- O Estado de S. Paulo
Com o governo Dilma Rousseff paralisado e o ex-presidente Lula, ao contrário, se mexendo freneticamente, parte do PT e diferentes setores da esquerda discutem como se descolar da crise política, econômica e ética e se movem em direção a um projeto ambicioso: a criação de um novo partido.
As articulações, restritas aos bastidores do Congresso e a reuniões fechadas em apartamentos funcionais, partem da constatação de que o Brasil vive o fim de um ciclo político. Depois de 13 anos no poder, do fiasco do governo Dilma e do imenso desgaste da imagem do PT e até do próprio Lula, pesquisa Ibope indica que o partido passou a ter a maior rejeição do País. É hora de mudar e de resgatar as teses da esquerda que afundam junto com a era petista.
Além da avaliação política, há também uma ameaça objetiva. Atrás dos diretores e gerentes da Petrobrás, dos donos e executivos das maiores empreiteiras, dos doleiros e dos políticos, os próximos da fila da Lava Jato, em 2016, serão os três partidos envolvidos no chamado “petrolão”: PT, PMDB e PP.
Esses partidos devem ser chamados a contribuir para o ressarcimento da Petrobrás por perdas que, segundo o Estado, podem chegar a R$ 42 bilhões. E há ainda a possibilidade de multas, bloqueio do Fundo Partidário e até suspensão do próprio registro de funcionamento – em pleno ano da eleição municipal. Golpes que podem ser mortais.

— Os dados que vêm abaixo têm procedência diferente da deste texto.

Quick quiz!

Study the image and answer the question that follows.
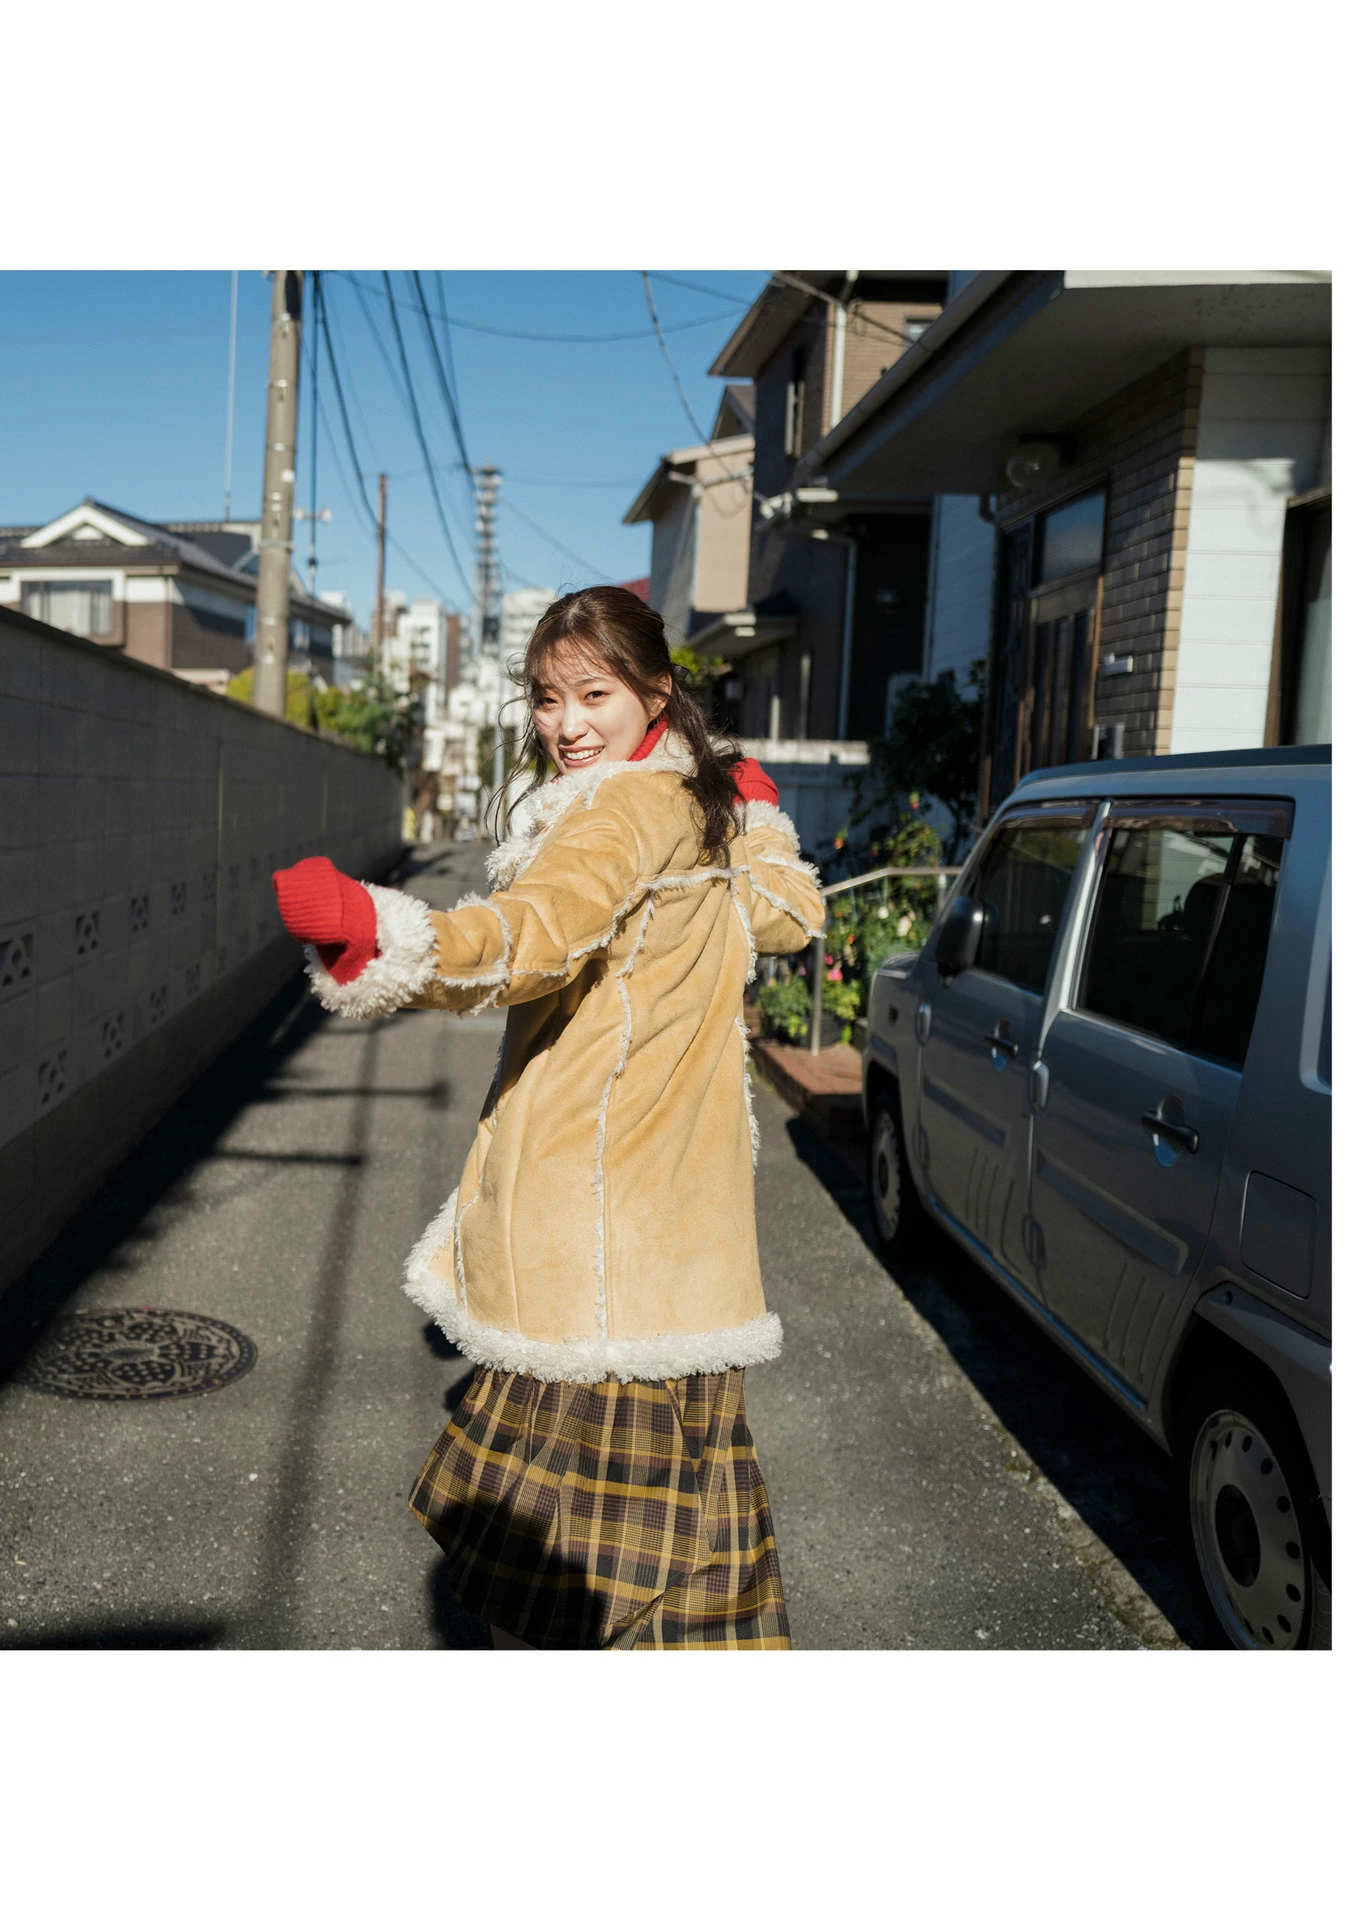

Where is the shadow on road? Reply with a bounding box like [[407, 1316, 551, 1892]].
[[0, 973, 330, 1384], [0, 1614, 227, 1650], [784, 1115, 1214, 1649]]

Participam das conversas parlamentares do PT, PSOL, PDT e PSB e da Rede da Marina Silva, mas também líderes de movimentos sociais identificados com as esquerdas, mas não braços do PT, como são CUT, MST e UNE. Na semana passada, por exemplo, o coordenador-geral do MTST (Movimento dos Trabalhadores Sem-Teto), Guilherme Boulos, viajou a Brasília para trocar figurinhas sobre os rumos da esquerda e a falta de rumos do PT. Reuniu-se com pelo menos dois senadores, Lindbergh Farias, lulista do PT do Rio, e Randolfe Rodrigues, ex-PT, ex-PSOL e atual Rede do Amapá.
A fila é grande e inclui o deputado Alessandro Molon, que foi 18 anos do PT e foi o deputado mais votado do partido no Rio, mas não teve paciência para esperar o novo partido e pulou na Rede Sustentabilidade. Mudou de partido, mas não abandonou as conversas com as esquerdas.

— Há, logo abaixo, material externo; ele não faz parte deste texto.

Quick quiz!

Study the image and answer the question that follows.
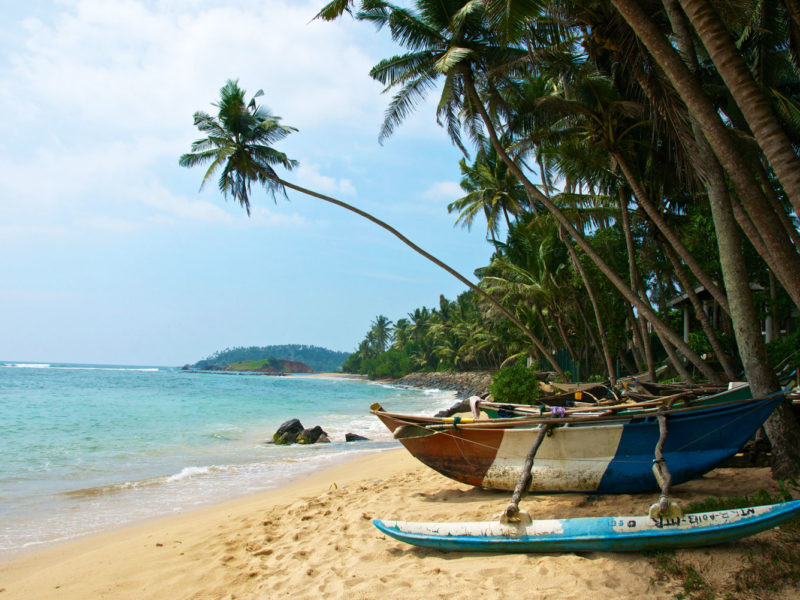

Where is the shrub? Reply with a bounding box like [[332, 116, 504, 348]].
[[489, 363, 541, 405]]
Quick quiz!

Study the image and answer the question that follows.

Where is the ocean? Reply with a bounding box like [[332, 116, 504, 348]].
[[0, 362, 456, 558]]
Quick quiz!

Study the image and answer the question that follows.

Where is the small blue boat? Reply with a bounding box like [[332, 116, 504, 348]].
[[373, 499, 800, 552]]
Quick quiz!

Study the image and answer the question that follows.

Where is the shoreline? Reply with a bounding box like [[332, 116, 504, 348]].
[[1, 447, 798, 599], [0, 370, 458, 561]]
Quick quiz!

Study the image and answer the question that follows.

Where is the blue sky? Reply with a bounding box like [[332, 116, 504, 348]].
[[0, 0, 496, 366]]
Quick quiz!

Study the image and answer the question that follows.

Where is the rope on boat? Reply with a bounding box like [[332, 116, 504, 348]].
[[649, 406, 683, 519], [504, 424, 552, 520]]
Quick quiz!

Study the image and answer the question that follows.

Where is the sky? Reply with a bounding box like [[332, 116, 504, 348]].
[[0, 0, 497, 366]]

Uma das grandes questões, aliás, é qual o papel de Marina Silva e da Rede. Com a política brasileira tão polarizada entre PT e PSDB, com a Polícia Federal e o Ministério Público aproximando-se perigosamente de Lula e com a falta de novos líderes no horizonte, Marina é considerada um personagem-chave de qualquer articulação das esquerdas.
Em 1985, nos estertores do ciclo militar, a dissidência do PDS apostou em Aureliano Chaves pelo Colégio Eleitoral indireto e, quando a aposta furou, partiu para o plano B: aderiu à eleição do pemedebista Tancredo Neves, contra Paulo Maluf, e depois lançou o PFL, atual DEM.
Em 1988, com a Constituinte encerrando o ciclo da transição, a dissidência à esquerda do PMDB jogou suas fichas: nas primeiras eleições diretas para presidente, em 1989, apoiaria a candidatura do deputado Ulysses Guimarães, mas não a do governador Orestes Quércia. Acabou dando Ulysses, mas era tarde: FHC, Montoro, Covas, Serra, Richa já tinham decidido criar o PSDB.
Desde a chegada de Lula ao Planalto, em 2003, o PT já perdeu um pedaço para o PSOL, outro quando Marina trocou de legenda e mais um agora com a ida de Marta Suplicy para o PMDB e de Molon para a Rede. Mas todas essas cisões foram congressuais, sem impacto real nas bases. Em 2016, os dissidentes querem abandonar a tese de “refundação do PT” e partir para algo mais concreto, estratégico e abrangente: um novo partido que possa, além de resgatar um discurso de esquerda, devolver a esperança ao imenso mar de desesperança em que se debatem os petistas e a esquerda. É um balão de ensaio, mas faz sentido.